For the year 2001 alone, such practices may have deprived the US government of US$53.1 billion of tax revenues.

While these numbers clearly indicate abuse is occurring, the line between abusive and non-abusive transfer pricing is not always clear. Especially in monopolized markets or the sale of intermediate goods where there is no obvious competitive market, arms-length prices can be difficult (if not impossible) to calculate.

If the prices were horribly exaggerated, you could see it, but that’s not the way this process works. It’s usually done through reasonable percentages, anywhere between 5% and 25% of the normal price.

-GFI President Raymond Baker

Yet MNCs, especially those with complicated chains of production like extraction companies, can set transfer prices at any link in that chain between which assets—tangible or intangible—shift between subsidiaries.

In fact, the most flagrantly abusive transfer pricing is typically that of intangible assets, such as patents or trademarks, which can be licensed from offshore, low-tax jurisdictions.  These patents can be held in low-tax jurisdictions as well, and facilitate the flow of extensive royalty payments (which are, by the way, tax deductible) to areas where they will be minimally taxed. In some countries, in particular the Netherlands, the cost of acquiring trademarks can even be written off over time against other taxable profits: another incentive to keep patents offshore. Intangible assets, such as WorldCom’s “management foresight”, have been hugely lucrative, even when such assets seemed, on their own, fairly useless. The payout from this intangible was huge: royalties that WorldCom collected exceeded their net income from 1998-2001, and between 80-90 percent of the net income of many of its subsidiaries.

However, even though abusive transfer pricing has risen to the forefront in the context of international law, the advantages of abusive transfer pricing extend beyond tax dodging. Abusive transfer pricing via overpriced imports or underpriced exports can be used to circumvent the ceilings on profit repatriation governments set for MNCs. This would incentivize companies to undersell their exports in order to avoid additional tariffs. MNCs may also be able to attain lower tariff rates by exporting intermediate goods instead of final goods, routing them through tax havens and then reimporting them.

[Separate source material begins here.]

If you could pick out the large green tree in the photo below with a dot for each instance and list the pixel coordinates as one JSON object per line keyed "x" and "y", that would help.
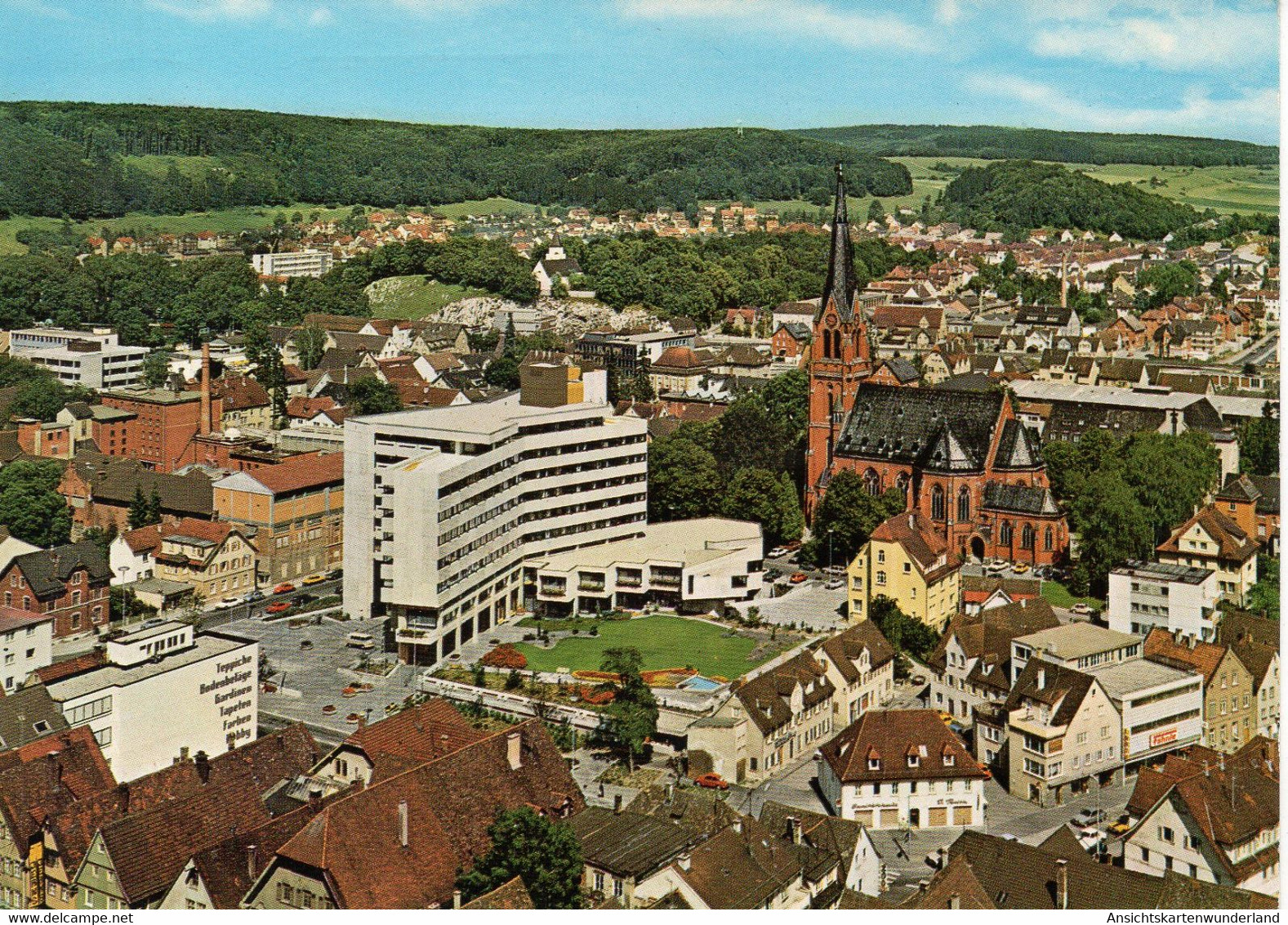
{"x": 544, "y": 853}
{"x": 31, "y": 507}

Even more dangerously, it could incentivize companies to misinvoice exports and imports, thus participating in trade misinvoicing, which is highly illegal. If the imports are over-invoiced and exports under-invoiced—often done in secrecy jurisdictions—tariffs can be minimized on both sides and ill-gained capital can be swept into a tax haven or invested elsewhere.

Minority shareholders and members of the board from developing countries have not been enough to effectively address abusive transfer pricing within their organizations. Because the ownership structures and books of large companies are exceedingly complicated, in part due to their utilization of secrecy jurisdictions, neither shareholders nor the board of directors, not to mention the host government itself, will attain an accurate picture of the company’s transfer pricing strategies or whether they are abusive.

Developing countries are particularly vulnerable, since the responsibility to investigate and evaluate transfer pricing strategies largely falls on the shoulders of local governments, which have neither the time nor resources to address the issue. The knowledge that these countries’ tax authorities are hamstrung by capacity and political concerns may lead MNCs to try more risky or abusive transfer pricing methods, as they know they are more likely to get away with it. This leads to more outflow and even less critical revenue.

In part, the global community’s failure to curtail illicit transfer pricing comes from the lack of information surrounding its prevalence and methods. The problem is vast but its overall reach is unclear. Opening books for large companies, including measures to implement country-by country reporting, is a critical first step: only then can repercussions for abusive behavior be effectively imposed and tax policies altered as necessary to hold MNCs accountable for paying their fair share.